Obstruktiv

Obstruktiv

Definition

ObstruktivObstruktiv bedeutet „mit einer Obstruktion einhergehend“. Die Bronchien sind „verengt“ oder gar „verschlossen“.

Wenn die Atmung obstruktiv ist, ist das meist am deutlich rasselnden Atemgeräusch zu hören.

Beispiele und Symptome

Krankheitsbilder, die von Obstruktion beherrscht sind, stellen das Schlafapnoesyndrom, wie auch die Bronchitis, die sowohl obstruktiv als auch restriktiv sein kann dar. Diese gewinnen zunehmend an Bedeutung.

Im Vordergrund steht das Atemgeräusch, das vor allem bei Anstrengung deutlich zunimmt. Ist die Atmung obstruktiv, kann Atemnot die Folge sein. Eine Blähung der Lunge, welche anfangs noch reversibel ist, tritt hinzu.

Ist die Atmung längere Zeit obstruktiv, wird das Herz dauerhaft überlastet, mit der Gefahr einer Rechtsherzvergrößerung.

Ursachen und Diagnose

Da der Begriff der „Obstruktion“ nur ein Symptom aus völlig unterschiedlichen Krankheitsbildern darstellt, lassen sich keine einheitlichen Ursachen oder Definition finden, sondern verschiedene Beispiele.

Für viele Krankheitsbilder, bei denen die Atmung obstruktiv wird, gilt, dass sie vor allem durch Umweltschadstoffe ausgelöst werden.

Diese wirken die Atemwege verschließend. Die Bedeutung dieser Ursache nimmt stetig zu.
Verschmutzungen der Atemluft, wie Zigarettenrauch reizen die Schleimhaut und die Hautschichten der Atemwege, wodurch diese verengt werden.

Nicht nur aktives, sondern auch passives Rauchen wirkt die Atemwege verschließend.

Ebenso Bakterien oder physiologische Ursachen, wie ein Bronchialkarzinom wirken verschließend.

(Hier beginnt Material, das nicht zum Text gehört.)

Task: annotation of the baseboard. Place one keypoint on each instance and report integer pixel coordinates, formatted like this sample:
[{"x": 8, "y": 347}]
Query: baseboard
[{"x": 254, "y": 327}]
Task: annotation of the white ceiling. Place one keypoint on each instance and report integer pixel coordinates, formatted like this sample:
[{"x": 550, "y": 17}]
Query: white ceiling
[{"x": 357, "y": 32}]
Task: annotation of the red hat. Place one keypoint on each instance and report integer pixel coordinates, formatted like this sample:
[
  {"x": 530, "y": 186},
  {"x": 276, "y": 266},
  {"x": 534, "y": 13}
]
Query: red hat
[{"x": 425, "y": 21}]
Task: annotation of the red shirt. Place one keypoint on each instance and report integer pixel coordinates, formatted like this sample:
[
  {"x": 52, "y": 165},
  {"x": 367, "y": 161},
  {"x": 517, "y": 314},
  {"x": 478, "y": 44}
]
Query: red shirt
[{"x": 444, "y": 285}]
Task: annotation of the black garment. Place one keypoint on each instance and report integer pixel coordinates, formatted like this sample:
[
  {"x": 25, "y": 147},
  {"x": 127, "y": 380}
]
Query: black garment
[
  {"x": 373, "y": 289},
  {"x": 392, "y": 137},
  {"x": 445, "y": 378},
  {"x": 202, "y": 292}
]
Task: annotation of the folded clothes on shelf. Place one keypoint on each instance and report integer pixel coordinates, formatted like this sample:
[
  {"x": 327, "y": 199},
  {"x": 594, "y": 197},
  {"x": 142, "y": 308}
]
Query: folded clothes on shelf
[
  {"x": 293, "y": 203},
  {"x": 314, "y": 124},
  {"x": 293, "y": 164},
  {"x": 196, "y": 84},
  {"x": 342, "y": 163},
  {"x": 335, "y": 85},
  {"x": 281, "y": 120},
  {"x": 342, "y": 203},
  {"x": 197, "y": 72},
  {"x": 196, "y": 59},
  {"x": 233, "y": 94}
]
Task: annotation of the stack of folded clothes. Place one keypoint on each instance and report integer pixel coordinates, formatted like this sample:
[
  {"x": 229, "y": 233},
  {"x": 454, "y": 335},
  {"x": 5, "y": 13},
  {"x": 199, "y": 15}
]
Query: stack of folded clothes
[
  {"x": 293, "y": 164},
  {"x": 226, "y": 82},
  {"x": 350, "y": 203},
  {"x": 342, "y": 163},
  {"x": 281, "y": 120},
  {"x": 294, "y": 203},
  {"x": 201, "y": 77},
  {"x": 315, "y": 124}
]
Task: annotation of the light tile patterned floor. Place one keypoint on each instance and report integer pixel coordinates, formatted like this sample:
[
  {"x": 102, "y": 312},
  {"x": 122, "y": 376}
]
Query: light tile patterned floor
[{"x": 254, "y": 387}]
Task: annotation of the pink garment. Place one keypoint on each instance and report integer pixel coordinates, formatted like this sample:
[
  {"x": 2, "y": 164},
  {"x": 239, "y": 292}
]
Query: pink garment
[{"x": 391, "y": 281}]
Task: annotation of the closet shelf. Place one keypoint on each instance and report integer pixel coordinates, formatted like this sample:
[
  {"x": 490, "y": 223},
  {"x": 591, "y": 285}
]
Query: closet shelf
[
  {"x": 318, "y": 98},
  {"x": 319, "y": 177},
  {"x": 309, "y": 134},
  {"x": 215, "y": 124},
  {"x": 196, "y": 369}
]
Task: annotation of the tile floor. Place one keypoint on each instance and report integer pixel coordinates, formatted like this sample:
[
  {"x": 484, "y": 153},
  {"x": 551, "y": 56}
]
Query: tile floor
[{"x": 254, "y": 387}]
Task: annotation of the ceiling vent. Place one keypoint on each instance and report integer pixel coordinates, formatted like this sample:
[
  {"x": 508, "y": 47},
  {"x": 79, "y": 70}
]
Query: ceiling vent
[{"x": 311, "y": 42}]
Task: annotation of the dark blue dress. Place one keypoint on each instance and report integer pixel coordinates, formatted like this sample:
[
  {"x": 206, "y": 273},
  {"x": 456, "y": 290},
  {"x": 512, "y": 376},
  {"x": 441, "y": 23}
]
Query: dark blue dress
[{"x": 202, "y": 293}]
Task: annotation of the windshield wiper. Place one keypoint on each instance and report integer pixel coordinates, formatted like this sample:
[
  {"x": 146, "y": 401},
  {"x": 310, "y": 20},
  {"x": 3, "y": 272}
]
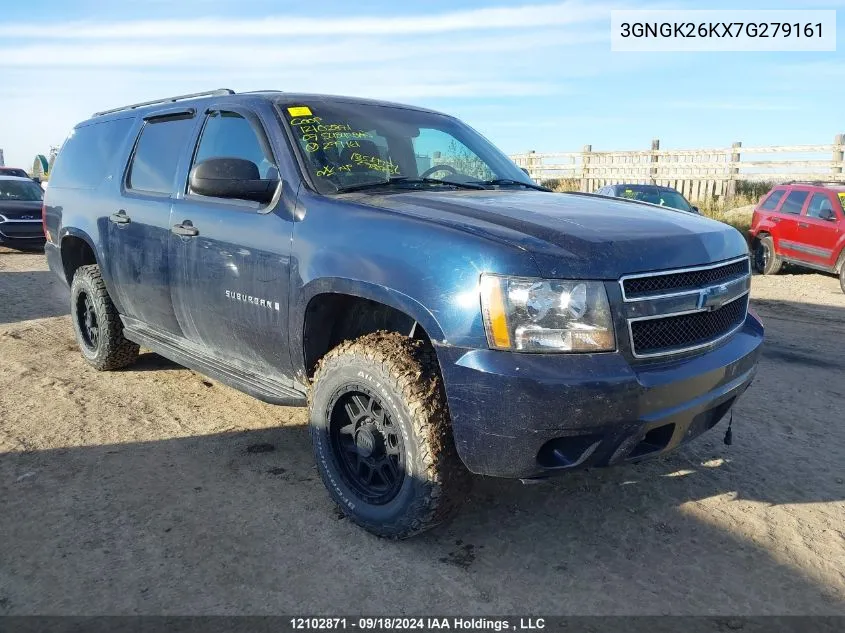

Zur Diagnose, ob die Atemwege obstruktiv sind, gehört neben einer eingehenden körperlichen Untersuchung, vor allem auch ein Lungenfunktionstest.

Dieser misst wie verengt die Bronchien sind, wie viel Sauerstoff das Herz beim Einatmen noch erreicht.

Behandlung

Wenn die Atmung durch akute Bronchitiden obstruktiv ist, ist oft ein Bakterium der Auslöser. Eine genaue Definition erfolgt über eine Blutuntersuchung.

Um die Atmung zu erleichtern, damit diese nicht mehr obstruktiv ist, wird in vielen Fällen mit entsprechenden Medikamenten und Schleimlösern inhaliert.

Beispiele, die einen operativen Eingriff zur Folge hätten und heutzutage an Bedeutung gewinnen, wären ein Karzinom oder fortgeschrittene COPD.